Özyönetim ile gasp edilen bu hakkın tekrar topluma iadesinin sağlanmasıdır. Dolayısıyla Kürt hareketi özyönetimi sadece Kürtler için öngörmüyor ve istemiyor. Aslında devlet ve ulus-devletin ezdiği, dışladığı, ötekileştirdiği, sömürdüğü tüm halklar hatta daha genel anlamıyla tüm insanlık için istiyor. Özyönetim için insanlığın gelecek projesi olarak tarif etmek gerekir. Devlet mekanizması sorun çözen değil sorun yaratan ve derinleştiren bir mekanizmadır. Tüm dünyada bu böyledir. Şimdi toplumun sorunlarını çözmeyen, toplumun başına bela olan bu mekanizmaya karşı Kürt siyasal hareketi yeni bir alternatif sunuyor. Dünyanın hiçbir yerinde artık merkeziyetçilik ve tekçilik kabul edilmiyor. Ulus devletin yaratıcısı olan batı, bu gün işte Avrupa Birliği gibi yöntemlerle kendini ulus devlet mekanizmasının yarattığı handikap ve sorunlardan, krizlerden kurtarmaya çalışıyor. Özyönetim de iktidarın parçalanması ve yetkinin yerellerle devri demektir. İnsanlar artık okul, hastane, park, su, kanalizasyon sorunlarının Ankara’dan belirlenmesi ve yıllarca çözümsüz kalmasını istemiyor. İnsanlar yaşadıkları ortamları tahrip eden, yaşanmaz kılan HES kararlarının Ankara’dan alınıp kendilerine dayatılmasını istemiyor. Ektiği ürünün Ankara’nın sermaye kesimini düşünerek uygulanan politikaları yüzünde çürümesini, elinde kalmasını istemiyor. Tüm bu sorunların çözülmesi ve insanların kendi ihtiyaçları ve yaşamları hakkında söz sahibi olması için özyönetim gerekiyor.

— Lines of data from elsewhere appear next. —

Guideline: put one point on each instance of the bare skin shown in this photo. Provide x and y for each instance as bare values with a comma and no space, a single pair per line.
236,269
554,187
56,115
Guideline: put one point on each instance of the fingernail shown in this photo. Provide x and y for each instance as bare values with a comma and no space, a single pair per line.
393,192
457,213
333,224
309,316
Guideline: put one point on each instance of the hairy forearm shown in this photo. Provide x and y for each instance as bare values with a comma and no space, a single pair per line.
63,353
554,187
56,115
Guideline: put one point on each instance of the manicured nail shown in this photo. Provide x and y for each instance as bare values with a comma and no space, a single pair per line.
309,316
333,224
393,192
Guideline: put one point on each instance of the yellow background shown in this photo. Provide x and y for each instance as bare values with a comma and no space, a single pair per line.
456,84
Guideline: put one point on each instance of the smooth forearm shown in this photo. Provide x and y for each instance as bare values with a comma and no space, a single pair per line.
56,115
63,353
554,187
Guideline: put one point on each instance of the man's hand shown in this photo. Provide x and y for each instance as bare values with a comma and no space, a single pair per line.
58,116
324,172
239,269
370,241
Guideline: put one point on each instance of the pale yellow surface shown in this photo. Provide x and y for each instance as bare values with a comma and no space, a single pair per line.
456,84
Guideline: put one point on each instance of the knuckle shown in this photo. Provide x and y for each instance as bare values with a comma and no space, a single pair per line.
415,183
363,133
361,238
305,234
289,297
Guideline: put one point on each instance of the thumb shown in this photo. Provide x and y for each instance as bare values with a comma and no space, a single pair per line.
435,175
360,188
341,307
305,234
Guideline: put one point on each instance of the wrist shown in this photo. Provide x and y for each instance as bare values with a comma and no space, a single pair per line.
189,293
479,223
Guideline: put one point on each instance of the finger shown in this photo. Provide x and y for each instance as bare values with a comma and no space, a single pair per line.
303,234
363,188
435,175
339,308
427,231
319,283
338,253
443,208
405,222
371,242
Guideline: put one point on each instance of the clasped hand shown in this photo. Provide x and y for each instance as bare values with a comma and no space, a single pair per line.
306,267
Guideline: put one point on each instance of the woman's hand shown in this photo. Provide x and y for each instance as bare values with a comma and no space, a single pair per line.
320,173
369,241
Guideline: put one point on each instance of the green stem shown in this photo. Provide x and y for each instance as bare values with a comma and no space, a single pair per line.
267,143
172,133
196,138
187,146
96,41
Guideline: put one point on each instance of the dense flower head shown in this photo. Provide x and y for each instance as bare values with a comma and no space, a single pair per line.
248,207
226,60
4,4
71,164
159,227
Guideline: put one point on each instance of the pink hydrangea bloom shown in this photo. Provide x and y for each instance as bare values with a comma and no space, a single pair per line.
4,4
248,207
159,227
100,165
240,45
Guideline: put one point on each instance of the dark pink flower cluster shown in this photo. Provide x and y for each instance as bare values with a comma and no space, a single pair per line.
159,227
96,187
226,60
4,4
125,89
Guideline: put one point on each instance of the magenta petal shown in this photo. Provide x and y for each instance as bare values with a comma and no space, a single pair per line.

Bundan kaynaklıdır ki son dönemlerde Kuzey Kürdistan’da ilan edilen özyönetimler halkta ciddi bir umut, beklenti ve moral oluşturmuş durumda. Özyönetime ilişkin toplumun ciddi bir sahiplenmesi de gelişti. AKP devleti, özyönetimlere karşı ciddi bir saldırı başlattı. Bu projeyi boğmak istiyor. Ancak tüm saldırı ve yıldırma çabalarına rağmen birçok yerde özyönetimini inşa çalışmaları devam ediyor. Parti olarak da Türkiye, Kürdistan ve Ortadoğu halklarının kısa sürede sorunlarının çözümünü bu projede gördüğümüz için özyönetimleri destekliyor ve sahipleniyoruz.